- 12 ounces ground pork
- 2 eggs
- 1/2 cup cornstarch
- 2 1/2 tablespoons cornstarch, divided
- 2 spring onions, finely chopped
- 1 (3/4 inch thick) slice fresh ginger, finely chopped
- 2 teaspoons salt
- 1 teaspoon soy sauce
- 6 tablespoons vegetable oil
- 1/2 cup chicken broth, or as needed
- 1 tablespoon water
- Combine pork, eggs, 1/2 cup plus 1 1/2 tablespoon cornstarch, spring onions, ginger, salt, and soy sauce in a large bowl. Mix well and form into 8 balls.
- Heat oil in a large wok over medium heat. Cook meatballs in the hot oil until golden brown, 3 to 5 minutes. Transfer to a paper towel-lined plate using a slotted spoon.
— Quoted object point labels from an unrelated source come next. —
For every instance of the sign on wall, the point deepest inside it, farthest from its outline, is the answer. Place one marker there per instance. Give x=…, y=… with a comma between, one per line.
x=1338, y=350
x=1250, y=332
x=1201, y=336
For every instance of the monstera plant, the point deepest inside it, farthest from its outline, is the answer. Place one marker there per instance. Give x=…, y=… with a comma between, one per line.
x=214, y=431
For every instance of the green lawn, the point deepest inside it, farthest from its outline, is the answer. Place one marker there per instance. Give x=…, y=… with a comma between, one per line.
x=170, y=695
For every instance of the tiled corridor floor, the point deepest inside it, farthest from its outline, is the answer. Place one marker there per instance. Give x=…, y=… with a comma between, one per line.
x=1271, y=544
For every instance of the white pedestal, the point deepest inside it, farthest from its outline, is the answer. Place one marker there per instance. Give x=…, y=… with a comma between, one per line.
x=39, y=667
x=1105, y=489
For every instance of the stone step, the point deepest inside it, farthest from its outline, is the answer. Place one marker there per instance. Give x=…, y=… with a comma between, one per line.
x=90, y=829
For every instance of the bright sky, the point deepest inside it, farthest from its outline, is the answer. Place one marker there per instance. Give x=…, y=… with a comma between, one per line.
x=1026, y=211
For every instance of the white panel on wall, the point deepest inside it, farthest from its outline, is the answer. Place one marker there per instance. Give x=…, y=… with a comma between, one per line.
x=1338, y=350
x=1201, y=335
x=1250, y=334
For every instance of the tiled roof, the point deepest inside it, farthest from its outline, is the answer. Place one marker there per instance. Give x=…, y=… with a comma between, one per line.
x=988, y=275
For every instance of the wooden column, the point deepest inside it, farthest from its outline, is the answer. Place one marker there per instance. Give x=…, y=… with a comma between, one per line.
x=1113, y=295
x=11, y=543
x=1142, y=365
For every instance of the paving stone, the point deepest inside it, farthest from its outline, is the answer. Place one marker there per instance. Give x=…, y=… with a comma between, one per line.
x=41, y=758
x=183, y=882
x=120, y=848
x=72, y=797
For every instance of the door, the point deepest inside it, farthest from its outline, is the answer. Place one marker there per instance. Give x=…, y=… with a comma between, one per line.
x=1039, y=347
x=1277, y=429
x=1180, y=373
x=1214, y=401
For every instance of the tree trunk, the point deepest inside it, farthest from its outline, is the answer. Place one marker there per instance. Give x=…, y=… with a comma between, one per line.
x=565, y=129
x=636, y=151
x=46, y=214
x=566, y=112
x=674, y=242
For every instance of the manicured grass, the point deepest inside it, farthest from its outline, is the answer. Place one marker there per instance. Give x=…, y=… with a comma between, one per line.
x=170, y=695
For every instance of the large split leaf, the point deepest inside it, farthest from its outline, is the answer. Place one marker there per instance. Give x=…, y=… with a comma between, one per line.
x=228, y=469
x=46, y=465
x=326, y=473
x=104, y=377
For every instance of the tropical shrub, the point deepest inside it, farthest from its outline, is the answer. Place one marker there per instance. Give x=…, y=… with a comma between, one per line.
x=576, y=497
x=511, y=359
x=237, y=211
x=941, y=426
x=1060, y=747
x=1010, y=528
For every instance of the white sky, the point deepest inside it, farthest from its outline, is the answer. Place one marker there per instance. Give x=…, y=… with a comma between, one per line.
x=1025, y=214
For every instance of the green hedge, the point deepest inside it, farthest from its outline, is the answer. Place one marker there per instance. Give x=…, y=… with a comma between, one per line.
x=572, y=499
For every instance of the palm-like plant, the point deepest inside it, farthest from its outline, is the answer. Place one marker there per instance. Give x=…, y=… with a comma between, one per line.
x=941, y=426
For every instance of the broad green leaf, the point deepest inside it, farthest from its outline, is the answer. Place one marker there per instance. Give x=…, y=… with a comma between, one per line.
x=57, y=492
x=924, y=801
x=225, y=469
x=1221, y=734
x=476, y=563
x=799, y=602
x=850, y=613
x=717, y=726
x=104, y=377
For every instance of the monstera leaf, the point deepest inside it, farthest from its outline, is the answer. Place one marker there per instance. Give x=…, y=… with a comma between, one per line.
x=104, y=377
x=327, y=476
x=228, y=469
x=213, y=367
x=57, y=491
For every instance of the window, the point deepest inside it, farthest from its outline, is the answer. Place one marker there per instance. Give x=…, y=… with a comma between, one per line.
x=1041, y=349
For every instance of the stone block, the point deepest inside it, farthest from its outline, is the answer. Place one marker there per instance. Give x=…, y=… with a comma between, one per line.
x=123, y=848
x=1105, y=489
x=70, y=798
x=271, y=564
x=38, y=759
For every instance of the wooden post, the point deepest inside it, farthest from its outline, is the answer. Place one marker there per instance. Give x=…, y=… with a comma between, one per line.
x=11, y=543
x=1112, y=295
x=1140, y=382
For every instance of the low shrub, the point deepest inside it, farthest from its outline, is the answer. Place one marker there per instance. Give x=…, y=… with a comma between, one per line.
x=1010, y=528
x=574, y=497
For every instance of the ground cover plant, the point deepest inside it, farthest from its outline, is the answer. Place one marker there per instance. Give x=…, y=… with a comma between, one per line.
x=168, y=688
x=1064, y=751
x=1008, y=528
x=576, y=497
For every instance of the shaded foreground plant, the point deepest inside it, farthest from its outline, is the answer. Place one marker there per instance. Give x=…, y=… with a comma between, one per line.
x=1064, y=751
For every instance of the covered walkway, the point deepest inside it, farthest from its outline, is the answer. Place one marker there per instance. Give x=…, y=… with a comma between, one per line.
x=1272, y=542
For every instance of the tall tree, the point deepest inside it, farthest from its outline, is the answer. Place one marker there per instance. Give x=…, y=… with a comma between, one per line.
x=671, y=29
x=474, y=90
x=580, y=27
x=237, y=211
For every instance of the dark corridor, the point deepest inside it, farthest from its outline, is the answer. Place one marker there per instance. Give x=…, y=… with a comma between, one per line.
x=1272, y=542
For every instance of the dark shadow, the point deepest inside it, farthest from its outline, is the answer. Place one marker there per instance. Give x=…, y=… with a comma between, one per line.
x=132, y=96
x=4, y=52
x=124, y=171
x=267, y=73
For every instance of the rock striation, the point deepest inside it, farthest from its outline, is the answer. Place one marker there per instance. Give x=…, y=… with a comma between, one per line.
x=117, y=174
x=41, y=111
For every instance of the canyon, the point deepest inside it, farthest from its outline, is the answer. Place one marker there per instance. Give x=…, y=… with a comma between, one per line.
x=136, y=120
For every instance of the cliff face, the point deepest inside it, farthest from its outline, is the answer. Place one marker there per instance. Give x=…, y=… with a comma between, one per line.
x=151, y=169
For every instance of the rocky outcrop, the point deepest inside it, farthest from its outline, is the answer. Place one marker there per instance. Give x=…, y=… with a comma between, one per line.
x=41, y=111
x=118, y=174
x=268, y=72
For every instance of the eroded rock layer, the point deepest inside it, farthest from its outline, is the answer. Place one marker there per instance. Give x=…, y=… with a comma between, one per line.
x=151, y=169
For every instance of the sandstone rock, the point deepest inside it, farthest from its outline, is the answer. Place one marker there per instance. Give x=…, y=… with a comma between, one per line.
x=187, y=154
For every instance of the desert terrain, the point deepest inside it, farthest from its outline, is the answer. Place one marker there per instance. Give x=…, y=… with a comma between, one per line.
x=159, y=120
- Drain all but 2 tablespoons oil from the wok. Return meatballs to the wok; add enough chicken broth to just cover meatballs. Bring to a boil. Reduce heat to low; simmer until meatballs are no longer pink in the center, about 15 minutes.
- Mix remaining 1 tablespoon cornstarch with water in a bowl. Stir into the wok until chicken broth thickens, 3 to 5 minutes. Transfer to a serving dish.